Writing has been on my heart for days and days.   It’s my mind that won’t cooperate.   Stymied by the enormity of trying to write all that has been these last weeks, these months of anticipating Anna’s birthday.  It’s actually a few days after the fact as I sit here, but the content is representative of pre-birthday.  So I’m fudging.   
It used to be that my emotions were the only reality that mattered, nothing superseded them.  So powerful there was no choice but to spit them out all over this blog in order to open up some space in me to do something else.  Now, a year later, I’m running away from those emotions by doing everything else.   But our little girl deserves time, and space, and presence.   Certainly she received that on Wednesday, but to not carve space here as well in the venue in which she has existed for me and so many all this time...well.  
For months I dreaded her birthday.  Literally since June.  The very thought seized my insides and sent my mind into panic.  ‘What would we do?’  ‘What could possibly be good enough?’  ‘What if it isn’t good enough?’  ‘What if I regret whatever we did or didn’t do?’  ‘What in god’s name does a couple do for a baby-who-isn’t that is enough enough? For us?  For her?  That isn’t so little as to not honor her but not so big as to turn people off?’  I think mostly I just didn’t want to face it.  The horror of trying to pull off a first birthday for an absent child is as unthinkable as every hour we faced in the hospital from 11:26 PM onward.   The pressure as a parent who loves and wishes for that child with every ounce of body and soul to commemorate her in a manner that is worthy of her, that is satisfactory to us and the others that miss her, that is well-received by the friends and family who have held us up all this time, and that is not in poor taste to the world at large?!   Ugh.   Not to mention the significance of the “One Year Mark” for Brad and I in general.  But that’s another entry.

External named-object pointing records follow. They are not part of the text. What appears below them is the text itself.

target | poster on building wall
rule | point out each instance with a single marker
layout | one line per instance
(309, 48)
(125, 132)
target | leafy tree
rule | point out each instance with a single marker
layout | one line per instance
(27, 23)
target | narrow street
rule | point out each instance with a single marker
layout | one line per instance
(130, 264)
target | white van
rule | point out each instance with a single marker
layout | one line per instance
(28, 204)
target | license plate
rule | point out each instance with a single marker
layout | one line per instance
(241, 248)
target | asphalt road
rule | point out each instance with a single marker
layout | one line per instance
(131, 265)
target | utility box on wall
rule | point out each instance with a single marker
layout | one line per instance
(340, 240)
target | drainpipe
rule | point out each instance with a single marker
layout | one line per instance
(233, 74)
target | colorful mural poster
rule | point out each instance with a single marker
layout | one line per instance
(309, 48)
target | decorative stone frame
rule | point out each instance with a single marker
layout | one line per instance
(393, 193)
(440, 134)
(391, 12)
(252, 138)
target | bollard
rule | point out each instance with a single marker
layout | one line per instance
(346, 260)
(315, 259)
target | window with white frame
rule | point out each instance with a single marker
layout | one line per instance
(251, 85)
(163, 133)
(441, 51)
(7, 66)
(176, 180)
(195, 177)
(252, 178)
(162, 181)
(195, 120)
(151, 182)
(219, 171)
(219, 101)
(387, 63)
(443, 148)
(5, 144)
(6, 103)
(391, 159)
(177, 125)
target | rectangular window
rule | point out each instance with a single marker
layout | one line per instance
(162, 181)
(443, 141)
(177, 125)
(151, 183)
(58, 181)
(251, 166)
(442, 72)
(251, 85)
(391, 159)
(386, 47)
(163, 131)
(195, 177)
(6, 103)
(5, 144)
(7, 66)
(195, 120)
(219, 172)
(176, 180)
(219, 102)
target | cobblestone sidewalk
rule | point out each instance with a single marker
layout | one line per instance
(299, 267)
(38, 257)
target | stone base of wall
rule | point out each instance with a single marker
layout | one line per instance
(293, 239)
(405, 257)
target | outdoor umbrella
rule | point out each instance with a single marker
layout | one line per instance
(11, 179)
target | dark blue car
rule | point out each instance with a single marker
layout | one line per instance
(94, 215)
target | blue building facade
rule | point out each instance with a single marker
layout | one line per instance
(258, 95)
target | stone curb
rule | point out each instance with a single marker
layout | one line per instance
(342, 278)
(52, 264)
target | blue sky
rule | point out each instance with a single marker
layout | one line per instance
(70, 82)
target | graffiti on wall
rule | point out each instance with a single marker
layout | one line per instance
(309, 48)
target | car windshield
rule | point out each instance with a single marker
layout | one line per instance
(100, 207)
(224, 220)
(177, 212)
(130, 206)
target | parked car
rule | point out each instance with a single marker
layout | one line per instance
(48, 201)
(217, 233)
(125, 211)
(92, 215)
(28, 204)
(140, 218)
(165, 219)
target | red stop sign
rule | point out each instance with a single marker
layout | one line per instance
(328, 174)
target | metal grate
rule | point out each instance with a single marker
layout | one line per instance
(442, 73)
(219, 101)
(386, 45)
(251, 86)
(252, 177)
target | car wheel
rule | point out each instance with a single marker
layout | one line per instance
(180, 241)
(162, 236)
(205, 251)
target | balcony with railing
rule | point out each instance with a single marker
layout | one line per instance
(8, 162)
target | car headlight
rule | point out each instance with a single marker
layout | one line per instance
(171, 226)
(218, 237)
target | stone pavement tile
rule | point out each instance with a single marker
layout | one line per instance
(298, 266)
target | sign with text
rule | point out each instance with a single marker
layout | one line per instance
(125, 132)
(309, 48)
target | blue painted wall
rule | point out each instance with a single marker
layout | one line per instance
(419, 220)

So I avoided with extreme success, which only added to the pressure.  (One would think I’d be developed enough after all my years of self-improvement quests and therapy to take the reins and be proactive in my dealing, but in fact, no.)  Still.  At the end of the day, in partnership with my husband and encouraging feedback from close friends in those couple of weeks leading up to the 15th, I think we made it.   The buttons and bracelets made it on time, Brad and I used our blizzardly Saturday to address and stuff envelopes, he braved the roads to get them to the post office and between myself, my Mom and my friend we delivered baskets to my workplaces Monday.  With a sigh of relief, it seems we did it.  What people decided to do with the buttons and bracelets was up to them.  But as Anna’s Mommy and Daddy, we did everything we knew to do to show our love for her, and to encourage our world to remember her.   And that....feels....as close to being a good Mommy as I’ve felt all year.   Which may be what I was looking for all along.